Recent asset allocation articles (tactical or otherwise) that you might have missed:
40 Shades of Tactical Asset Allocation Across Bull And Bear Markets (Earl Adamy)
Earl walks readers though his own approach to finding the best TAA strategies using the data available in our members area.
We try not to define the “best” strategies for members, as the best is highly dependent on each individual’s unique investment needs. Instead, we provide the data that investors require to make those decisions for themselves. It’s always interesting to see the logic that smart members are using to perform that next level of analysis.
Timing Bonds with Value, Momentum, and Carry (Newfound Research)
Good bond trading strategies are in high demand and short supply. In high demand because of our inevitable future of rising interest rates (read more and more), and in short supply because of how hard it has been to improve on buy and hold during the previous 35+ years of falling interest rates.
A number of members have written in asking if we’ll be including this excellent strategy from Newfound on our site. In its current form no, as there are some sticking points that are outside of the framework of the strategies that we track (ex. long-only, sans leverage), but Newfound is cooking up a “lite” version that we hope will achieve similar results and be a better match for what we do. More to follow.
The Behavioral and Performance Benefits of Trend Following (EconomPic)
Most of the strategies that we track are, at their core, trend-following and/or momentum strategies. In this piece, Jake looks at how often a simple trend-following model outperforms buy & hold. The results are unsurprising: TF consistently outperforms BH, and when it doesn’t, underperformance is short-lived and clustered. Our favorite quote (originally from Alpha Architect):
Flip it and make trend following the benchmark and consider buy and hold. Works sometimes, doesn’t work other times, but you eat massive tail risk with buy and hold, therefore isn’t worth the risk/effort.
Quantifying Timing Luck (Newfound Research)
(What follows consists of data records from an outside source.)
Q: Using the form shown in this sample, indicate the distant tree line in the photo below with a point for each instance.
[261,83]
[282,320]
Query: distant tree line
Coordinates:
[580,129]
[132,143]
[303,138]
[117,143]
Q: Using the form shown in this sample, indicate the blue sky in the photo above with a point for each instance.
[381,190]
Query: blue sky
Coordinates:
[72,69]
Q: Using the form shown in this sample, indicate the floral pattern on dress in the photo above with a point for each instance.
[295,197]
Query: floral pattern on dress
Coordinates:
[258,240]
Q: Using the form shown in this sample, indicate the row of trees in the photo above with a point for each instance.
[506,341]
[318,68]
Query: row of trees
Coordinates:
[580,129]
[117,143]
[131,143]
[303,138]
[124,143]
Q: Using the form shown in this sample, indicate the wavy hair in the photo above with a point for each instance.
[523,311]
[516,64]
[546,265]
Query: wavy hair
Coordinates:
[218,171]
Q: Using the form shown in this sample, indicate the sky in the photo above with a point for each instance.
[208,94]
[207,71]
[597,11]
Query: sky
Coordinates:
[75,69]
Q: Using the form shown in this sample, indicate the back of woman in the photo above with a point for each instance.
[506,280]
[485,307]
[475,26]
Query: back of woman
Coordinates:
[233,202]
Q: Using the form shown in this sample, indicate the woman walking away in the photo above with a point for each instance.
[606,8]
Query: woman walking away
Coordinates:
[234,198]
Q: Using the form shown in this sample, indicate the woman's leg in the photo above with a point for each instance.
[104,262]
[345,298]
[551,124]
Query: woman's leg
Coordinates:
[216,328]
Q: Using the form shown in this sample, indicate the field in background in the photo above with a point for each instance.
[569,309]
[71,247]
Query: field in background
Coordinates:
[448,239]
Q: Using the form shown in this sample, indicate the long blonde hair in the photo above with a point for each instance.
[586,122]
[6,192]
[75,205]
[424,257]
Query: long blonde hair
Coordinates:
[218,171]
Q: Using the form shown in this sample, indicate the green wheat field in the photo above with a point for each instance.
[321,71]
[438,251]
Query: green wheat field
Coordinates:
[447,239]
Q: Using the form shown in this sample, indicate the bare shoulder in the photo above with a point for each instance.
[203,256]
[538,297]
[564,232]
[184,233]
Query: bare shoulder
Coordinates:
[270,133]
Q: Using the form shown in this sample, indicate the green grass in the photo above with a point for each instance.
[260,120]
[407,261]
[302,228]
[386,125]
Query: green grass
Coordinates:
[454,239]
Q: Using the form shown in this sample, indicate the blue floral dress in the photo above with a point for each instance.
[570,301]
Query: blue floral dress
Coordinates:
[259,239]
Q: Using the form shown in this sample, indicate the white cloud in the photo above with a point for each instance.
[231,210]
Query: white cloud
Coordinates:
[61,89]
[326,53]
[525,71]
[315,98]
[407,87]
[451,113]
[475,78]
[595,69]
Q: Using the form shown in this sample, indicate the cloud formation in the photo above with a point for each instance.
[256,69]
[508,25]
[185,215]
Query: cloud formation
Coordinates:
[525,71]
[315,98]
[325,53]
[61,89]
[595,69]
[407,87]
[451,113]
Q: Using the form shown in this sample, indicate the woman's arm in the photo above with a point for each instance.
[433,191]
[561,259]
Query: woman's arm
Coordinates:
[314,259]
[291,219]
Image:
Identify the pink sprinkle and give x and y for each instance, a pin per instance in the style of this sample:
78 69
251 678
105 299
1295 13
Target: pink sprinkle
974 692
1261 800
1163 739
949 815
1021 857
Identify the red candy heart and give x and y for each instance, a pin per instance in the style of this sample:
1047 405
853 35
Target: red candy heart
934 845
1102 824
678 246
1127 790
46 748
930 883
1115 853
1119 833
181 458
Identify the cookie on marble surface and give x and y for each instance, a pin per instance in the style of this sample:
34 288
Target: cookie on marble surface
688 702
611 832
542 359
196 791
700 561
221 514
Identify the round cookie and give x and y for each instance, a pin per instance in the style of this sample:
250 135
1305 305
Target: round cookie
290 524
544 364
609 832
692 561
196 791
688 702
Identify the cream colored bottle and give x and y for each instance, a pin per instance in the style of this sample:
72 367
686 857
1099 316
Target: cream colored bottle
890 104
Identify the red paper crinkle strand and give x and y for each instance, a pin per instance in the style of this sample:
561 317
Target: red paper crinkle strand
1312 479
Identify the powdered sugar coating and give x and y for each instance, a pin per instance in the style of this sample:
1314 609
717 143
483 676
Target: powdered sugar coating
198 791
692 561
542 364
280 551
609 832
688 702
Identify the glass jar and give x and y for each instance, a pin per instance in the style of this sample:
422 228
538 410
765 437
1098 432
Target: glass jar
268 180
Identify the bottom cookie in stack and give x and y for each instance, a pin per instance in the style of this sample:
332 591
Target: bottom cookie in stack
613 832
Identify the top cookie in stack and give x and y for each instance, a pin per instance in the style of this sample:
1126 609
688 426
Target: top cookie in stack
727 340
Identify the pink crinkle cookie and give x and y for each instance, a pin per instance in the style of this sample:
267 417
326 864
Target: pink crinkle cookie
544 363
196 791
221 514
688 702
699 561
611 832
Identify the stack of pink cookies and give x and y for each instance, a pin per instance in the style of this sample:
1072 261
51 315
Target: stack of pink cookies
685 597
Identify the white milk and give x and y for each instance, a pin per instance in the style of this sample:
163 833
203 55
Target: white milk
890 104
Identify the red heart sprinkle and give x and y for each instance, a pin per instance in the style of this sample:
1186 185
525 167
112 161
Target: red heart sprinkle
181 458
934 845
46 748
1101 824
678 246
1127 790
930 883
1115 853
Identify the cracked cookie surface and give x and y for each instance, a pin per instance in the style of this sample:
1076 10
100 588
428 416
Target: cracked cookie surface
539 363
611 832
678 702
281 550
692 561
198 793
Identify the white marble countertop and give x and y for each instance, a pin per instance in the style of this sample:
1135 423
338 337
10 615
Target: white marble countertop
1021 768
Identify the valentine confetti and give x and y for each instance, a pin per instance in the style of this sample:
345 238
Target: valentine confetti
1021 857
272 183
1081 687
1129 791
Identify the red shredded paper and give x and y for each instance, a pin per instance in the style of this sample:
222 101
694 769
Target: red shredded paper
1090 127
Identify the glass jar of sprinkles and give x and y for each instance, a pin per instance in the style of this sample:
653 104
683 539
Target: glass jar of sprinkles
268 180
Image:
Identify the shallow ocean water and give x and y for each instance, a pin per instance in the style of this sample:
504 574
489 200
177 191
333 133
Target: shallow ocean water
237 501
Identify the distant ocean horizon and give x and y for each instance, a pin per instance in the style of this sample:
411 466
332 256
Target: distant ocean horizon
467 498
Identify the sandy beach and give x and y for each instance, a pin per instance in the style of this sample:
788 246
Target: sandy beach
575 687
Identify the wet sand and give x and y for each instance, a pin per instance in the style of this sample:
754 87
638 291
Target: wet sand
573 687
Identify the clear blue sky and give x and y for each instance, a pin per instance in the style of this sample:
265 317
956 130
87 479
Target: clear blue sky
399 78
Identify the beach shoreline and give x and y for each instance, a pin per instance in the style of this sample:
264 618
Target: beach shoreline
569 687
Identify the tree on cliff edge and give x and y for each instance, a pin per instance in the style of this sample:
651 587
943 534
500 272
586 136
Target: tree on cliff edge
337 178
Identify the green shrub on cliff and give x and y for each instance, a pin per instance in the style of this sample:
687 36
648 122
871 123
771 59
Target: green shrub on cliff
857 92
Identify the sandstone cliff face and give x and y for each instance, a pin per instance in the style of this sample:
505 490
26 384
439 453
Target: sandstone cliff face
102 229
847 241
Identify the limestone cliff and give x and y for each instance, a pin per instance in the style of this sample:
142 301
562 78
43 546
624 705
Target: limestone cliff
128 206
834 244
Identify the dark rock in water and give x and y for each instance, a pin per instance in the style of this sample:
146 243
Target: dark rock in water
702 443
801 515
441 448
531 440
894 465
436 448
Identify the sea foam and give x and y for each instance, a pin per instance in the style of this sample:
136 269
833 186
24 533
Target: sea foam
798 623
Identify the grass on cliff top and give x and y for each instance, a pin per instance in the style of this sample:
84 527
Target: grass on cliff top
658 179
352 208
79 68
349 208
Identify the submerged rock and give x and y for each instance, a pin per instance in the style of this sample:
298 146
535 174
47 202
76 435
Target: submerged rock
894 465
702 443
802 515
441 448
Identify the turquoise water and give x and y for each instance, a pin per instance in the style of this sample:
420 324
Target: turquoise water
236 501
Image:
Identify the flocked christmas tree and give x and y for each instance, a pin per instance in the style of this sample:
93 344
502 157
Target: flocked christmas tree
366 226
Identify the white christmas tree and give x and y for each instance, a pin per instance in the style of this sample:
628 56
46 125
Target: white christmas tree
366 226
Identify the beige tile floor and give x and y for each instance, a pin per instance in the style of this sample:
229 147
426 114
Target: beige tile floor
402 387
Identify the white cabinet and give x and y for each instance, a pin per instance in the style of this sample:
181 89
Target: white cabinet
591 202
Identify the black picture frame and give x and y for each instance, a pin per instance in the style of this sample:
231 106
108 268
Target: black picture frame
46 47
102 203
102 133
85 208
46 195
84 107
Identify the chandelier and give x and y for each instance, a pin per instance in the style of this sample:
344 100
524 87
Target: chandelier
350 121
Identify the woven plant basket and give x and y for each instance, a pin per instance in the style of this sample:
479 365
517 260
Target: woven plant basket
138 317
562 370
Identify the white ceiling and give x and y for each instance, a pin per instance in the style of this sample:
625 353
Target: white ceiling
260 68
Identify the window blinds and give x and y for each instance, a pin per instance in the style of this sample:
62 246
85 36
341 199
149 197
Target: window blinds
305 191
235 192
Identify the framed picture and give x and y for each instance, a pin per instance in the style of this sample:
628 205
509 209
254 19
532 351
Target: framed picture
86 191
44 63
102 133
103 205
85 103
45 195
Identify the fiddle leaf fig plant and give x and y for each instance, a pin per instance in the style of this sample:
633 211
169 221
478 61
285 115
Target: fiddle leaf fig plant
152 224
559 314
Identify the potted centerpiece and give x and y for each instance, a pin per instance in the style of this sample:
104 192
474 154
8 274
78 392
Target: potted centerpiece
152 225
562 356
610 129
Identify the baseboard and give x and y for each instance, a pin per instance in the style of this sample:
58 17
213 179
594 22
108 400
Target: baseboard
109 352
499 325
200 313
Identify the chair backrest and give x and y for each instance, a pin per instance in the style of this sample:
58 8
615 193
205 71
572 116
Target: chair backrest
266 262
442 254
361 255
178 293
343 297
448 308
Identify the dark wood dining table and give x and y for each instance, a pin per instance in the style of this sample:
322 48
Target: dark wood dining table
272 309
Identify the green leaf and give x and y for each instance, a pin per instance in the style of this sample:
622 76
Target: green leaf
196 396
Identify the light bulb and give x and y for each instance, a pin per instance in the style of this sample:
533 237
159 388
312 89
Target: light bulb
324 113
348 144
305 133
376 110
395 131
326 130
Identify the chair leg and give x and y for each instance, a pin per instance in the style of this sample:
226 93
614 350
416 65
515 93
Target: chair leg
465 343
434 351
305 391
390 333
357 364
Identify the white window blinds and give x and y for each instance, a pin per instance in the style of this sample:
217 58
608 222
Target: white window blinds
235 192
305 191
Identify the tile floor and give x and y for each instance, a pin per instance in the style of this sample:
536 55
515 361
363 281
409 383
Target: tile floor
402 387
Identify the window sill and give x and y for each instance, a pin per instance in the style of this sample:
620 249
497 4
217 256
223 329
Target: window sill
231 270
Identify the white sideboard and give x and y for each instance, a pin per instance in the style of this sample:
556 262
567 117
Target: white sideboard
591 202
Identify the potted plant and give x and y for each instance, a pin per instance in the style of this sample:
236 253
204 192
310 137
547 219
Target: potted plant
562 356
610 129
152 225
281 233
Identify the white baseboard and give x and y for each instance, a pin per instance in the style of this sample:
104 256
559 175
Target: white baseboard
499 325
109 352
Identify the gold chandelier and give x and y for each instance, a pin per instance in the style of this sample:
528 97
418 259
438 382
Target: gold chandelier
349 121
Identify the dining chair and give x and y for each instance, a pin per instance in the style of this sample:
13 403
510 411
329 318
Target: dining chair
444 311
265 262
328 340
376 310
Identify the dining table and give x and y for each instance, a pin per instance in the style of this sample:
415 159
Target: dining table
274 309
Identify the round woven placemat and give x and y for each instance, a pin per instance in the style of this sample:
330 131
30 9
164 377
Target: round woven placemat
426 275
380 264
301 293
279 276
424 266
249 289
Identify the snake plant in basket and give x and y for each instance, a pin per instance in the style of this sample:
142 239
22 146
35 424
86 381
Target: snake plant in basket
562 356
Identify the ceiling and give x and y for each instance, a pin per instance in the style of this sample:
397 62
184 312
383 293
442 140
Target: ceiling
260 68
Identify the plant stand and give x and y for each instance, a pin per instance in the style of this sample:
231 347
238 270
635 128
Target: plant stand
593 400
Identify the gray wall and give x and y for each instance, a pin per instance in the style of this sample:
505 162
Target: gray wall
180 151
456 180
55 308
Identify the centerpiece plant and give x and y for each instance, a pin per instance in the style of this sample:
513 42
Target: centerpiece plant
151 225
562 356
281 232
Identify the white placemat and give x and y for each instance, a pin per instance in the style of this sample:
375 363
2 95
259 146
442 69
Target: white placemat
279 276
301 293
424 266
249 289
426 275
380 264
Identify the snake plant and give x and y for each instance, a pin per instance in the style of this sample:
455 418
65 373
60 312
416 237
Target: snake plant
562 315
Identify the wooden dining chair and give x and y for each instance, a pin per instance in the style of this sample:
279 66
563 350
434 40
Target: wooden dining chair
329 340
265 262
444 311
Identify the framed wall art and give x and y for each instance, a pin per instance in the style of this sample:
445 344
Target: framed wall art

Many TAA strategies only trade once per month (or week, quarter, etc.) “Timing luck” describes the randomness that is introduced simply by the particular day that an investor chooses to trade a strategy. That decision should be arbitrary, but in reality can often have huge consequences.
Newfound was the inspiration for our own deep dive into timing luck and its mortal enemy: portfolio tranching (available in our members area). In this piece, Newfound lays out a mathematical approach to identifying how susceptible a strategy is to timing luck.